Citi Bike to expand into CB6, CB8 areas, with opportunity to suggest station locations

Citi Bike station
Citi Bike is expanding in the Bronx.
Photo ET Rodriguez

Citi Bike is expanding in the Bronx to include Community District 6 and parts of Community District 8, and the NYC Department of Transportation (DOT) is collecting feedback for where the bike docks should be located.

The bike share company, which is owned by rideshare company Lyft allows riders to rent bicycles off of docks that are either installed on the street or sidewalk. Users can ride outside the Citi Bike service area, but the bikes need to be returned to a designated dock.

Citi Bike has been growing in popularity in the Bronx, as ridership is two times higher year to date than it was during the same period last year, a spokesperson for Lyft told the Bronx Times.

Rides in the Bronx average more than 21 minutes, nearly 60% longer than the citywide average of about 13 minutes, the spokesperson said. And the Grand Concourse neighborhood is the busiest section of the borough for the program.

While Citi Bike offers regular and electric bikes, about 80% of rides over the past year in the Bronx were on e-bikes, compared to 40% citywide, according to the spokesperson.

The expanded areas build off of the existing Citi Bike footprint in the borough, which includes most of the southwest portions of the Bronx, up to the eastern side of the Jerome Park Reservoir.

map showing the parts of the borough with Citi Bike
A screenshot of the current Citi Bike station map. Map courtesy Citi Bike

To the west of the reservoir, the Citi Bike zone will branch into Kingsbridge Heights, Kingsbridge, Van Cortlandt Village and Marble Hill in Community District 8, but the program will not extend to other parts of the district, like Spuyten Deyvil, Fieldston, Riverdale or North Riverdale.

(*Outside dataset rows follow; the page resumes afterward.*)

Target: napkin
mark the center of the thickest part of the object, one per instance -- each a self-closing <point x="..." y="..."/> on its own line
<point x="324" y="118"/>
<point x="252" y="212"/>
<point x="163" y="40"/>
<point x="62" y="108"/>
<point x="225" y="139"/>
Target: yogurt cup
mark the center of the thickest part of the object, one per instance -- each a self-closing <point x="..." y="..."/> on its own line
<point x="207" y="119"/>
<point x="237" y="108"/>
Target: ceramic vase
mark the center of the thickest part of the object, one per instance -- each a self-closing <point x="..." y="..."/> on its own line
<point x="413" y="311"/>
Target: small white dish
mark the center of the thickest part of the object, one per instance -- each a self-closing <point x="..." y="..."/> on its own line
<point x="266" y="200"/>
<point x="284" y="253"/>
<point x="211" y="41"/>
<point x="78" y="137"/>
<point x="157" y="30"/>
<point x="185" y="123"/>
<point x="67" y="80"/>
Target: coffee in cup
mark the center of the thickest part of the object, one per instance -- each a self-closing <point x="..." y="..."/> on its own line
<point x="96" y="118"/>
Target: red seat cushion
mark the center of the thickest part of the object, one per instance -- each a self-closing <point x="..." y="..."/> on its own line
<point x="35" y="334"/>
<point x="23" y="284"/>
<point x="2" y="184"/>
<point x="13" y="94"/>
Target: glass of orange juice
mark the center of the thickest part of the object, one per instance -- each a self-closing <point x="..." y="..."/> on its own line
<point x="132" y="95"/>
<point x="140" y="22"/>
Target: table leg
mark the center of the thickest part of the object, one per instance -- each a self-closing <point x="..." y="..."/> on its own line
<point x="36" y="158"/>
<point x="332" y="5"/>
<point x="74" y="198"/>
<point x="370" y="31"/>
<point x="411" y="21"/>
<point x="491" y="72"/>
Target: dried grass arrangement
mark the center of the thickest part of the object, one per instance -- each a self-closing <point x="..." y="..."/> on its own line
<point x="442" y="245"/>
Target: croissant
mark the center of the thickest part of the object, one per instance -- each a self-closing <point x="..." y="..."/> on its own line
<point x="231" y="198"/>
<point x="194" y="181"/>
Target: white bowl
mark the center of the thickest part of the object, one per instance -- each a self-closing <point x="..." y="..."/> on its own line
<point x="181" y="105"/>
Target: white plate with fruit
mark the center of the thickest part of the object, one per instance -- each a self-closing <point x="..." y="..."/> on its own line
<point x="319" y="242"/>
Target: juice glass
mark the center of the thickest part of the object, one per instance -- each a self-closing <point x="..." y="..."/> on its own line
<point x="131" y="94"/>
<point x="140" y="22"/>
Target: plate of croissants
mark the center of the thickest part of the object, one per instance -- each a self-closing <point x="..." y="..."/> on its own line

Meanwhile, on the eastern side of the existing bike share area, the expanded zone largely mimics Community District 6’s boundaries, including Belmont, Bathgate, East Tremont and West Farms.

Installation is anticipated to take place in the fall, a DOT spokesperson told the Bronx Times.

The new Citi Bike areas will fill out the Bronx portion of Citi Bike’s Phase 3 plan, which was announced in 2019 by former Mayor Bill de Blasio with a completion goal for this year’s end. While the public-private partnership launched in Manhattan and Brooklyn in 2013, and reached Queens in a 2015-2017 expansion, the program didn’t touch the Bronx until the third phase’s 2019 launch.

There are currently no plans to expand Citi Bike further once Phase 3 — which was funded by $100 million from Lyft — is complete, the DOT spokesperson told the Bronx Times.

map showing the boroughs each phase expanded to
A map from a NYC DOT slide deck shows how the Citi Bike program has been expanding over the years. Map courtesy NYC DOT

While Citi Bike is nonexistent in the eastern parts of the borough, East Bronxites can rent electronic scooters as part of the Bronx e-scooter pilot, which DOT wants to make permanent. But while the East Bronx e-scooter area makes up for large swaths of the borough excluded from the Citi Bike map, some neighborhoods don’t have access to either micro-mobility option, including Norwood, City Island, much of Hunts Point, and Riverdale and its surrounding northwest Bronx areas.

For those with thoughts about where exactly the new Citi Bikes should go, an interactive map through DOT allows people to add markers where they would like to see the stations. The map is available at nycdotprojects.info/2023Bronx.

Lisa Morasco, a senior planner with NYC DOT, told Community Board 8 at a March 16 Traffic and Transportation Committee meeting that the average station size in the community district will hold about 22 bikes, with larger stations near transit hubs holding 30-40 bikes. She said the agency doesn’t yet know how many stations will go in the district.

CB8 anticipates that DOT will present the agency’s selected locations to the board in May or June, according to CB8 Traffic and Transportation Committee chair Kelli Buford. The deadline for suggestions is March 30, according to the board.

DOT has not yet presented the expansion to CB6.

Citi Bike has about 160,000 annual members, and about 100,000 daily trips citywide in peak riding months, according to DOT’s presentation. Each bike sees about four trips per day, according to the agency.

A single 30-minute Citi Bike ride costs $4.49; a day pass that includes unlimited 30-minute rides within 24 hours costs $19; and an annual membership, which includes unlimited 45-minute rides, costs $205, according to DOT. E-bikes have additional charges, and there are also late fees.

NYCHA residents and SNAP recipients can ride for $5 per month, and more than half of rides over the past year in the borough were taken by bicyclists utilizing this reduced fare program, the Lyft spokesperson said.